When you do your research look everywhere. Don't just look at your home market. Go to Product Hunt, search on Crunchbase, look at AppAnnie, browse Twitter and more. It's totally fine if others are building similar things, but it's not alright to not be aware of them. While your immediate market is regional, you can always learn a lot from looking at other geographical markets.

Learn from other industries

Many startups have similar business models or go-to-market strategies even if they're in different industries. As an investor, we try to put your company in one of the many familiar buckets we already know about. When you pitch a SaaS business model or a marketplace, we immediately know what questions to ask if you didn't address them in the pitch. It's useful to look at the best in class in your business model, not just your industry. Study what made them successful and then try to learn as much as possible. There's a lot of great content from the companies themselves, from VCs and from the traditional media. While we typically don't suggest that teams spend even more time doing desktop research, it is very useful to dig into specific use cases and learn from them. If you're part of Antler, your coach will likely introduce you to one of our many advisors who've been building or investing in something similar in the past.

Image of Yaumi Fauziah presenting, founder from Singapore's second cohort
Yaumi Fauziah, founder from Singapore's second cohort

Talking and thinking about competition

Talking about the competition and how to position the new product in the market is often a challenge.

Competition is tricky because it's two-sided, it  both validates what you're doing, but it may also be your biggest threat. Don't compare yourself to your competitors by listing product features.

Graph illustrating a comparison of features inherent to or not present amongst different competitors
Do not do this example

A common slide in a pitch deck is this overview of all the features a company wants to build in a matrix with some of its competitors. You're the only one offering them all. This is a bad way of framing competition for a couple of reasons.

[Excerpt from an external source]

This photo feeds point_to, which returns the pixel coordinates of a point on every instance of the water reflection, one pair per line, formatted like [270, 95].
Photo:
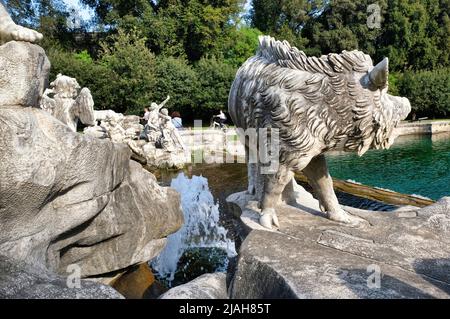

1. When you're just starting out, you don't want to focus on five different areas and try to beat the competition in all of them, you want to be laser-focused. Trying to do everything at once will distract you.

2. You don't compete with features; you compete by solving the problem in a better way. Focus on the problem you solving instead of what features you and others offer.

3. With a new product, your biggest threat is the status quo. It's hard to change people's behaviour, that's what you're up against. Investors want to be convinced that your way of solving a problem is so much better it will get people to change the way they are doing things. How you will go about that is much more interesting than comparing features against other products.

4. Customers buy the entire package. That includes the brand, distribution channels and who the people in the team are. If you're talking about competition, the list of interesting things to bring up before individual features is pretty long.

5. If you're really onto something with your unique combination of features, nothing stops others from building those features too.

Building a better product than your competitors is great, listing random product features is not.

It's ok to not have all the answers on the spot

During the pitch, it's easy to get defensive if you get a question, you can't really answer, and to try to make something up on the spot. Don't. It's better to stay honest and say that you haven't thought that through, that you don't know yet, or that you don't have all the data, but here's a plan for how to get it. See the questions as an opportunity to convince the ones that need convincing. Questions are sometimes asked because of a simple misunderstanding or because something wasn't clear. They are not asked to be evil or try to put founders on the spot.